While the overall emphasis was on improving public expenditure efficiency, effectiveness and accountability, the CBC Chair highlighted the role of independent public sector auditors in providing assurance and strengthening accountability in the use of public resources.  He explained how independent external public sector audits positively impact on good governance and public trust; how SAI reports enable parliaments, governments, citizens and development organisations to take informed decisions, and reminded the audience that the United Nations and various global bodies had acknowledged the indispensable role of SAIs in promoting the efficiency, accountability, effectiveness and transparency of public administration.  He placed particular emphasis on the fact that SAIs can accomplish their tasks objectively and effectively only if they are independent of the audited entity, are protected against outside influence, and are adequately resourced.

The CBC Chair also explained that while financial, compliance and performance audits provided a solid base for PFM, environmental and performance audits are valuable tools for SAIs to contribute to the auditing of sustainable development goals.  In order to ensure professionalism across the globe, INTOSAI develops and maintains professional SAI standards, builds SAI capacity to apply standards, ensures knowledge exchange, and promotes SAI responsiveness and continuous improvement.  Adherence to international standards strengthens SAIs as credible sources of objective insight supporting PFM. The CBC Chair pointed out, however, that it was expensive to develop, implement and verify the success of the implementation of standards and that support from governments and donor partners had been indispensable and greatly appreciated.  The 2014 IDI global SAI stocktaking report indicated that the performance of SAIs in developing countries was improving overall, but that considerable challenges remain, in particular in respect of SAI independence and the timeous publication of audit reports.  Continued and strengthened SAI donor cooperation will therefore be essential to further improve the performance of SAIs.

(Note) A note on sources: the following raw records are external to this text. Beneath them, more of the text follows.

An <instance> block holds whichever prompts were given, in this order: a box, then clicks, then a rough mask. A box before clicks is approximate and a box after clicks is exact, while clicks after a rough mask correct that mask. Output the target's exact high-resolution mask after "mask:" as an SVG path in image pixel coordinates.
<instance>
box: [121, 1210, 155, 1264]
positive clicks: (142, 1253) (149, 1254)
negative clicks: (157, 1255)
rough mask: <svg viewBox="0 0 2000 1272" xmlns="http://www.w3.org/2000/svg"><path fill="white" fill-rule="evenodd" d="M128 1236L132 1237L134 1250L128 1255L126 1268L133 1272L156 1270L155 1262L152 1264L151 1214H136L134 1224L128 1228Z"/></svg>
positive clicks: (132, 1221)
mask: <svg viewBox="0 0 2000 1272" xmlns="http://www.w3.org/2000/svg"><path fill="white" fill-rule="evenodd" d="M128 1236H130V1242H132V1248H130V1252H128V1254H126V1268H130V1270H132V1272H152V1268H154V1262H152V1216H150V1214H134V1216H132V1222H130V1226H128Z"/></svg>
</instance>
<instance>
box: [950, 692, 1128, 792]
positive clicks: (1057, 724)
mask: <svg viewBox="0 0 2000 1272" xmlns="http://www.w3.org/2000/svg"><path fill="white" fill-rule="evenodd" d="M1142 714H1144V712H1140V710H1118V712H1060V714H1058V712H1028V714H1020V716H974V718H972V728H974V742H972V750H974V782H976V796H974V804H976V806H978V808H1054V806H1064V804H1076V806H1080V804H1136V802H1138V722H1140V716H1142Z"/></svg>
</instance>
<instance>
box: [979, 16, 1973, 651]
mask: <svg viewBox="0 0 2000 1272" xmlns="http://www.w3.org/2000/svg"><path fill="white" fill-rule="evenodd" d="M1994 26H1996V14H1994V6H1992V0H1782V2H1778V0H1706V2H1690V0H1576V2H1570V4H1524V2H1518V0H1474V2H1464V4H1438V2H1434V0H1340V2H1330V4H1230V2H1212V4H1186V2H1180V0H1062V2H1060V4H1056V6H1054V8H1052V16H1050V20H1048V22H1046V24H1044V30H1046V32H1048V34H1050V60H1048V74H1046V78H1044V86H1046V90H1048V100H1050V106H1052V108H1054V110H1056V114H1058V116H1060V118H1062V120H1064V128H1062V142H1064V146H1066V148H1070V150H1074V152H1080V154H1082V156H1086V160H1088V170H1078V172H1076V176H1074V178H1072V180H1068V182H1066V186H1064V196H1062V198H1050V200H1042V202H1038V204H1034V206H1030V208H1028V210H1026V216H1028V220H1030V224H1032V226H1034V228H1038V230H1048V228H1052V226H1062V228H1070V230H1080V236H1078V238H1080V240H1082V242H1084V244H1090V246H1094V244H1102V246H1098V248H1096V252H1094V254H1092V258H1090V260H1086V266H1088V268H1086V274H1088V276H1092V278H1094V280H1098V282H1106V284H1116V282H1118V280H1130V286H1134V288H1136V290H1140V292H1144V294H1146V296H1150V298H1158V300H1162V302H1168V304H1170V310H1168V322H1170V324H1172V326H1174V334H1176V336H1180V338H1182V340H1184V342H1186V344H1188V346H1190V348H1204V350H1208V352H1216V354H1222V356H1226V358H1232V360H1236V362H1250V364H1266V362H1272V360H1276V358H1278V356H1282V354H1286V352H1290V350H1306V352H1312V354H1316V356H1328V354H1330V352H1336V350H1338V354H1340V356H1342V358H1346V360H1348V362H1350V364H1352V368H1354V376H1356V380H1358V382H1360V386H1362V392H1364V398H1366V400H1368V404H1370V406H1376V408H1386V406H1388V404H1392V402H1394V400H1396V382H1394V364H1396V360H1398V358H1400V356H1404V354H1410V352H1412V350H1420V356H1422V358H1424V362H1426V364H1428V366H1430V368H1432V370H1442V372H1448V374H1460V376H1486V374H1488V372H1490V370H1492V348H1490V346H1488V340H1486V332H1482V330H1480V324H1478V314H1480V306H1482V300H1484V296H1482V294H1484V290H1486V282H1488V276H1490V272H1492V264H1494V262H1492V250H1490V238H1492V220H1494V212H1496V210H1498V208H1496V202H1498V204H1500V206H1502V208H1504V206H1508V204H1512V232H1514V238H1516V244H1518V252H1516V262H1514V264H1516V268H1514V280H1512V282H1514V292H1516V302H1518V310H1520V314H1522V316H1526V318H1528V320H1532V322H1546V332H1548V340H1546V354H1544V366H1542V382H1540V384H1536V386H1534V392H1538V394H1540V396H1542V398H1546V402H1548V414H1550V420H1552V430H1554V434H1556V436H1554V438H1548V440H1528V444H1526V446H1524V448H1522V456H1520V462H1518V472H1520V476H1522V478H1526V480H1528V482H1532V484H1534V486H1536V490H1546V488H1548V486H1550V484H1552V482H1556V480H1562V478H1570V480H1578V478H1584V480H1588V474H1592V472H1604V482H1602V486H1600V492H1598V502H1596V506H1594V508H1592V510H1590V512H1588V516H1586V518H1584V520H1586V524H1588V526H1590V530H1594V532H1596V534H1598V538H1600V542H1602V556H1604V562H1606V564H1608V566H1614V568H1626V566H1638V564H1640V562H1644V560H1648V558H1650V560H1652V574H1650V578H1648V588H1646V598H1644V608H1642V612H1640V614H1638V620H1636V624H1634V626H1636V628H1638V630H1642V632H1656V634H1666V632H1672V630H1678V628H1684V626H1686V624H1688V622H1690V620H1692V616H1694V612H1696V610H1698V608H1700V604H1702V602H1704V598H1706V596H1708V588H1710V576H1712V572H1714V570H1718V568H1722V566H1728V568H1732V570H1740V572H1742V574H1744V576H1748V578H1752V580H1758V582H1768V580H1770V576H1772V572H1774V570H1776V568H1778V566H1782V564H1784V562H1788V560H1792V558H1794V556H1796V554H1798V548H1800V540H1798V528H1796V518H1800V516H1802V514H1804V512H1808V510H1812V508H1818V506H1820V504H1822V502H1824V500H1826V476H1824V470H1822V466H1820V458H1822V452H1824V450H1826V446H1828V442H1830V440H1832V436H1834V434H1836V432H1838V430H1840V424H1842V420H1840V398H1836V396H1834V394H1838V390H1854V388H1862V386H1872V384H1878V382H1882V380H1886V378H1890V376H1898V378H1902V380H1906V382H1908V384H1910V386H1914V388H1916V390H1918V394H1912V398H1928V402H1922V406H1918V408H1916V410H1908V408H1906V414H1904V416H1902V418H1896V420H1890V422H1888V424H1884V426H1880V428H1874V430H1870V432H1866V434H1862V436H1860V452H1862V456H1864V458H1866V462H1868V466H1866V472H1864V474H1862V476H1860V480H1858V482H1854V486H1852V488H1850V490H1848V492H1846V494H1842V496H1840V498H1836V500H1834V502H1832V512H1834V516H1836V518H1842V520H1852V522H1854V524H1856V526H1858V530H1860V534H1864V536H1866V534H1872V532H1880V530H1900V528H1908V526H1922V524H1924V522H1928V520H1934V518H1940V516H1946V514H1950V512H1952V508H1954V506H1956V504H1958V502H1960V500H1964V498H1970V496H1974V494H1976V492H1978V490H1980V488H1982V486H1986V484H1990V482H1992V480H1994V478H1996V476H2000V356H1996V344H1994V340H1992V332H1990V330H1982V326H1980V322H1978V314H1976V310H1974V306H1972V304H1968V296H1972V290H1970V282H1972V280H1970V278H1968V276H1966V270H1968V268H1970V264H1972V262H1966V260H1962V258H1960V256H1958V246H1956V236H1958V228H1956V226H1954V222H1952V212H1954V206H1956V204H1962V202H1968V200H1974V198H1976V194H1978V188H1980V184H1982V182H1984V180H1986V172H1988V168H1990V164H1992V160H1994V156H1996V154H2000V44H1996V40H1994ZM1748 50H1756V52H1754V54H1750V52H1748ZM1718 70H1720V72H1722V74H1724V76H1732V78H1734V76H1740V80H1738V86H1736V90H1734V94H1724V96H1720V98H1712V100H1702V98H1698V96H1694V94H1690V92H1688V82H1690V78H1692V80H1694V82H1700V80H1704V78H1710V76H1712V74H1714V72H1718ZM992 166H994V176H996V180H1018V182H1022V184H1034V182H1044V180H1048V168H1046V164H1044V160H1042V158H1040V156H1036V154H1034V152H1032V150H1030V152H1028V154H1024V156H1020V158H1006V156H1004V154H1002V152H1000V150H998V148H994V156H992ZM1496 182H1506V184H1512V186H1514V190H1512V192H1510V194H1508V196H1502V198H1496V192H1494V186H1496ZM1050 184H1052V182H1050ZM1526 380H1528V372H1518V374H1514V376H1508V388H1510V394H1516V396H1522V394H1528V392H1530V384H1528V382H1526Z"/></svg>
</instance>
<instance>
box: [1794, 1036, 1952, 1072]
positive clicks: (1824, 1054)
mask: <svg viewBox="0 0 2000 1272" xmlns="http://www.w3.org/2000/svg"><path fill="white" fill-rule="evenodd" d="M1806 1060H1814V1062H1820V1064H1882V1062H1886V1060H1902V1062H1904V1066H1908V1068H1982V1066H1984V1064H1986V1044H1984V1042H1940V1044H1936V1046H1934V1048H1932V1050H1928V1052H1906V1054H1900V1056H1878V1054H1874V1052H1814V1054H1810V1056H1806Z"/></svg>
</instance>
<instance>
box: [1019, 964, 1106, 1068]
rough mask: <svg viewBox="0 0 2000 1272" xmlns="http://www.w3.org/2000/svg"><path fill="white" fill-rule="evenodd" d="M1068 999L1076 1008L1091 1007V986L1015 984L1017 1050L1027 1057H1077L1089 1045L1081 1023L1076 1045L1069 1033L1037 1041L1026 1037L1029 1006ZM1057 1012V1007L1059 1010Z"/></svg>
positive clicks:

As global recognition of the central role of SAIs within good governance and public finance management systems increases, it is incumbent on all SAIs to undertake measures that will demonstrate the value and benefits of independent and capable SAIs and their positive impact on PFM and the contribution of SAIs to the efficient, effective, transparent and accountable implementation of the post-2015 development agenda and the sustainable development goals.